Quand la jeunesse s’ennuie…
Le 15 mars 1968, Pierre Viansson-Ponté reprend l’expression de Lamartine de 1839, « quand la France s’ennuie » dans une chronique du journal Le Monde, avant l’embrasement de mai que chacun connait, commencé à Nanterre. Rien de tel aujourd’hui parmi la jeunesse des citadelles occidentales.
Tandis que la machine nationaliste s’emballe avec une vitesse et une violence inouïe, la jeunesse, aussi diverse soit-elle, ne bat pas le pavé. Elle ne screene pas davantage sur son portable pour s’organiser numériquement, ne pétitionne même plus en ligne. Elle dort ? Serait-elle plus encline à s’émouvoir de la fermeture de C8 par l’Arcom que de s’indigner face à la redondance des saluts nazis devenus quotidiens sur les écrans ? Certes, leurs aînés ne sont guère plus actifs. L’âge leur permettra d’avancer qu’ils ont donné davantage aboutissant à des succès modestes, mais la condition humaine leur intimait au moins l’ordre d’essayer, quitte à se tromper.
Comment esquisser une hypothèse devant cette léthargie dans l’instant confortable et pourtant hautement imprudente ? Première possibilité, se réfugier derrière la démographie : finis le baby-boom et la part prépondérante de la jeunesse dans une société dont les figures tutélaires et héroïques fomentaient une rébellion pour partie freudienne. Nos sociétés vieillissent inexorablement, le poids des jeunes générations recule plus qu’hier et moins que demain. Après tout, Alain Touraine est revenu sur ces aspects pour expliquer la radicalisation sociale et politique des générations des Trente Glorieuses, si singulières, élevées sur les décombres du nazisme, s’éveillant aux crimes du stalinisme puis du maoïsme. Hervé Hamon et Patrick Rotman le confirmaient dans leur livre Génération, brossant le portrait de ceux qui voulaient alors changer le monde. L’inverse pourrait donc être valable. Reste que l’on est en général plus frais et disposé à entrer en résistance à 20 ans qu’à 50 ou 70, aucune expérience du XXe siècle ne déroge à la règle.
La seconde hypothèse révèlerait de la sidération. Aujourd’hui, elle emporte facilement les esprits les plus rationnels, conscients de l’insoutenable fragilité des valeurs démocratiques et de ce que l’on appelait il y a peu le progrès. La vitesse de la détérioration du rapport de force au détriment des démocraties est telle qu’elle pétrifie les individus autant que les groupes. L’éventuelle renaissance de la bête immonde, évoquée dans le dernier éditorial de Laurent Joffrin, la distanciation encore confirmée à l’égard des élites politiques jouent probablement en défaveur d’une capacité de mobilisation, de prise de conscience des enjeux devenus aigus, de même que la tergiversation des États européens et démocratiques encore debout. Le monde des adultes et des anciens s’effondre ou plus exactement, il mute violemment. De pandémies en bouleversement climatique, de démocratures en illibéralisme, il ne fait objectivement pas bon avoir 20 ans.

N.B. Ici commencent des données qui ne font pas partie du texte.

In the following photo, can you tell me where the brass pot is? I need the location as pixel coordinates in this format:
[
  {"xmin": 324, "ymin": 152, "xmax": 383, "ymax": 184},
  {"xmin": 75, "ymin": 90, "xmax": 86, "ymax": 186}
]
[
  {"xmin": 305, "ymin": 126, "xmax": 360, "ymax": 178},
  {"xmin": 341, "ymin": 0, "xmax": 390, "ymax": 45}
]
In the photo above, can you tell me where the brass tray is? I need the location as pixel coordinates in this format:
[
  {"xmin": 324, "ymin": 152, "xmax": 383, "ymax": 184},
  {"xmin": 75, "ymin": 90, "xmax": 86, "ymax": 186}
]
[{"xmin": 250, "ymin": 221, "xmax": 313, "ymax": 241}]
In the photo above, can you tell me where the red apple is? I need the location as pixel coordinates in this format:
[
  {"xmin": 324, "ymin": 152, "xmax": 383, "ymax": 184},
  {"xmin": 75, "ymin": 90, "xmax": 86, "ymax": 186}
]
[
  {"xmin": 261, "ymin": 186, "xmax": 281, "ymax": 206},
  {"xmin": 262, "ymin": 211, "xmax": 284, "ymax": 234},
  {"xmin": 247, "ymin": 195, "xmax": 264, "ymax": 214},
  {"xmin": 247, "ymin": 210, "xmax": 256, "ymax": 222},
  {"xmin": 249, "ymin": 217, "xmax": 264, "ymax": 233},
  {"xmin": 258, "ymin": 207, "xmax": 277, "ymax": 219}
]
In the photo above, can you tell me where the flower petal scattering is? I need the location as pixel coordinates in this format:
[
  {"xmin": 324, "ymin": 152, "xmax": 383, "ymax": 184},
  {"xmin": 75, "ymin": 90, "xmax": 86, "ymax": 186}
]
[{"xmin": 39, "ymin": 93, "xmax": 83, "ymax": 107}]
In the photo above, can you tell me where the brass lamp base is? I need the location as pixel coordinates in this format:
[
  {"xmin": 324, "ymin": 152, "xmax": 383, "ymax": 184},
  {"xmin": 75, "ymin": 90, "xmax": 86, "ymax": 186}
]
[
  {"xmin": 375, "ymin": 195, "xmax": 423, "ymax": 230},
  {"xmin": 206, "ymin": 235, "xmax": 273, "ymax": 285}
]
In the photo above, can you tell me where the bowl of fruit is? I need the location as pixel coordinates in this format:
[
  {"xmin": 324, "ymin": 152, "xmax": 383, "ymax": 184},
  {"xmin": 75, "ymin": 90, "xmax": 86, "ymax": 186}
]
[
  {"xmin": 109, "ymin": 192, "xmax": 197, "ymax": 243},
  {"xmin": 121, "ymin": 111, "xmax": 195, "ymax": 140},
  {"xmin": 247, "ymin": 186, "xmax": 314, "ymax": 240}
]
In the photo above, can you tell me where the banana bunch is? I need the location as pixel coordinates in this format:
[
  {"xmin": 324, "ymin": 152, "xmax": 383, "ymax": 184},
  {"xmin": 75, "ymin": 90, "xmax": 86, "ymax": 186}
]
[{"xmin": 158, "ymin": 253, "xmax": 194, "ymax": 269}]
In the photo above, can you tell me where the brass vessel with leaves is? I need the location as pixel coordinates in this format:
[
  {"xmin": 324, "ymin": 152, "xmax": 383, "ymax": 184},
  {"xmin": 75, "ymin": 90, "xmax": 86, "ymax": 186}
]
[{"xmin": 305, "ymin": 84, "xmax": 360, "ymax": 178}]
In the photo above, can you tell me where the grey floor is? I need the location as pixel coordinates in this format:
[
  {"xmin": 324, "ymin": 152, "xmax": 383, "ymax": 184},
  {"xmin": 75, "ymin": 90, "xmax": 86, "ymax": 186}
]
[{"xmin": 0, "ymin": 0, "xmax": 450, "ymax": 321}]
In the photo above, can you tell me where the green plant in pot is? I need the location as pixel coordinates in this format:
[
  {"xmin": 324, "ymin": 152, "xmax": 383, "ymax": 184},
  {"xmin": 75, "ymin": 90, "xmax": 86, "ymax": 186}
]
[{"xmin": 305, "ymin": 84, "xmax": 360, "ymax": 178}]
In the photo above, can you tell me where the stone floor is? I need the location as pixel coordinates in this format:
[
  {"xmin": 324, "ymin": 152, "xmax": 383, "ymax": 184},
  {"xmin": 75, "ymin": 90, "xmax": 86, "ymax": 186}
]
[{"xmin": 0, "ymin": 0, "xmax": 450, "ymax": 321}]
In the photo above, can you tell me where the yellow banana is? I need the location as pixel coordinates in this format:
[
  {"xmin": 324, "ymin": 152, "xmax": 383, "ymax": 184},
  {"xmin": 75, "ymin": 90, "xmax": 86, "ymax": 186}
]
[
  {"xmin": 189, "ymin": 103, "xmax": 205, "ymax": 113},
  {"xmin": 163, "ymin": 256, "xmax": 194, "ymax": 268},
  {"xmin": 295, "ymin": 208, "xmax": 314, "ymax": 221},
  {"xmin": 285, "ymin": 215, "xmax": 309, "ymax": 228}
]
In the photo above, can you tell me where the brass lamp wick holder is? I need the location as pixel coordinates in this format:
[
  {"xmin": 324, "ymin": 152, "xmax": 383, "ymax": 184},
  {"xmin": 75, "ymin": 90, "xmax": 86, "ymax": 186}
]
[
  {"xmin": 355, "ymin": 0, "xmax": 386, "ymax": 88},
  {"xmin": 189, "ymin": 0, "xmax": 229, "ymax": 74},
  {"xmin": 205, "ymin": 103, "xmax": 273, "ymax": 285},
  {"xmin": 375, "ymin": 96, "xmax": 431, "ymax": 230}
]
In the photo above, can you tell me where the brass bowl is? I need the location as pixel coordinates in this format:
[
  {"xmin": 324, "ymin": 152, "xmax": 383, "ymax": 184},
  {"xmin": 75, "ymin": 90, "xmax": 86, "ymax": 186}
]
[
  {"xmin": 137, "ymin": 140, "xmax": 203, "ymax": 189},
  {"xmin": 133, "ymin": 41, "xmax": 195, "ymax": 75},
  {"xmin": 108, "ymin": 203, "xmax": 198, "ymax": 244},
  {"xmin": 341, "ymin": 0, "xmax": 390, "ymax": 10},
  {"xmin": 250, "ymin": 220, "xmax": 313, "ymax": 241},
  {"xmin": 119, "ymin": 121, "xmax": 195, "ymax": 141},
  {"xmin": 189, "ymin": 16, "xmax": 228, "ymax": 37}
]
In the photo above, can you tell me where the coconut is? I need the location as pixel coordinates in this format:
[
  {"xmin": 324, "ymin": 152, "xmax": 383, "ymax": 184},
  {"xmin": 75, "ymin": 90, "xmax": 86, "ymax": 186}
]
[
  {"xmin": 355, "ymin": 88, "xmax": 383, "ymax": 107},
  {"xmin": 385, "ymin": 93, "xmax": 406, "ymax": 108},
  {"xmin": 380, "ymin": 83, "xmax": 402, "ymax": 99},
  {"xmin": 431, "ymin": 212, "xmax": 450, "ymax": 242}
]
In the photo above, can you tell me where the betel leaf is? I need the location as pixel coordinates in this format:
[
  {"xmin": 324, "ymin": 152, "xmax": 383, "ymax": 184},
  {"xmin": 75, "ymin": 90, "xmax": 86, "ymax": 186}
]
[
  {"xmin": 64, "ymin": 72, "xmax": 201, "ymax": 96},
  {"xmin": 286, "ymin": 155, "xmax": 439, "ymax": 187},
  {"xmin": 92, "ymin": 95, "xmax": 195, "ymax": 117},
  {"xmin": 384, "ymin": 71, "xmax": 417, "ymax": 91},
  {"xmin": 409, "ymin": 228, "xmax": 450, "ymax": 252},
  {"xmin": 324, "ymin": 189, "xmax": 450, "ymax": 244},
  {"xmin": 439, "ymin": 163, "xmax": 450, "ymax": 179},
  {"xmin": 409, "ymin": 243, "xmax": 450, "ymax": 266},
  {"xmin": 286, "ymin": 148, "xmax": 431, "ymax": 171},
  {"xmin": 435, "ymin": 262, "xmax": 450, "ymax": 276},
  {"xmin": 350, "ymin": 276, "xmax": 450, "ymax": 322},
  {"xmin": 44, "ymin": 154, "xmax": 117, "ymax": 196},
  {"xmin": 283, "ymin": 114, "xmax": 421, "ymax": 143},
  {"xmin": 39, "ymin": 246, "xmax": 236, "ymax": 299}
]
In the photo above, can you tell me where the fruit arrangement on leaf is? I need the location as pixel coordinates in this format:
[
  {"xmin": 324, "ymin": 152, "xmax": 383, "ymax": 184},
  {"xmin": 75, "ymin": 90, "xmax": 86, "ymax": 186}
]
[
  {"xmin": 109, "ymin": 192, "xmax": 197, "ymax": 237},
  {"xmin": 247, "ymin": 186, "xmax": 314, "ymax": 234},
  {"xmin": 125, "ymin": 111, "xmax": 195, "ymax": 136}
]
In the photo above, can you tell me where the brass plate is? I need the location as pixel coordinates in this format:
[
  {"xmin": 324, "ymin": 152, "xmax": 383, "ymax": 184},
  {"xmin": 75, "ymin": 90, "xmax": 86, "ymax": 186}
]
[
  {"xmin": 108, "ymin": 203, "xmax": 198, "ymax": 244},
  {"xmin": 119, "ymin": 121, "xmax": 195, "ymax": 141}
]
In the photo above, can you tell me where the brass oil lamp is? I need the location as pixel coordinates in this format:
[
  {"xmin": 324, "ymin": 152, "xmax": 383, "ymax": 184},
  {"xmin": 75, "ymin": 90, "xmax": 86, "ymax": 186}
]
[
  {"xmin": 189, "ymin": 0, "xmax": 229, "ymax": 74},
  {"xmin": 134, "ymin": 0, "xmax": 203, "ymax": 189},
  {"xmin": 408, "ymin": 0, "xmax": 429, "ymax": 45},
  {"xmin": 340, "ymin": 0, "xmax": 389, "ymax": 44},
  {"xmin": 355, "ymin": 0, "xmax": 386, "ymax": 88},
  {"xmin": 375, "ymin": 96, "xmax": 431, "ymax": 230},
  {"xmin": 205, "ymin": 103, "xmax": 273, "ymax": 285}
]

La dernière source de causalité serait plus inquiétante. L’écho trouvé dans la jeunesse par les thèses nationalistes, complotistes et racistes est une réalité malheureusement incontournable, mesurée dans l’opinion comme dans les urnes. D’autres se réfugient dans l’abstention, semblant indifférents au destin commun, tandis qu’une minorité fait sienne des thèses absurdes aboutissant au parallèle entre un progressisme qu’elle considère, de bonne guerre, comme insuffisant et des forces qui menacent l’existence même des démocraties. La situation des campus américain a tragiquement illustré cette déraison, peuplant davantage pour les chasses au « sionisme » qu’à la dénonciation de Bannon, Musk, Vance et Trump depuis leur succès. Ce serait donc une défaite idéologique ouvrant la possibilité du pire.
Si tel était le cas, il ne servirait à rien de se retourner avec nostalgie sur les glorieuses générations passées. Tout juste faudrait-il que la génération qui pousse ses derniers feux et la suivante soient davantage au chevet des plus jeunes en leur rappelant cette sentence de Françoise Giroud : « Ainsi commence le fascisme. Il ne dit jamais son nom, il rampe, il flotte, quand il montre le bout de son nez, on dit : C’est lui ? Vous croyez ? Il ne faut rien exagérer ! Et puis un jour on le prend dans la gueule et il est trop tard pour l’expulser ». D’autant qu’en cas de catastrophe, ce sont bien les plus jeunes qui paieraient massivement l’addition.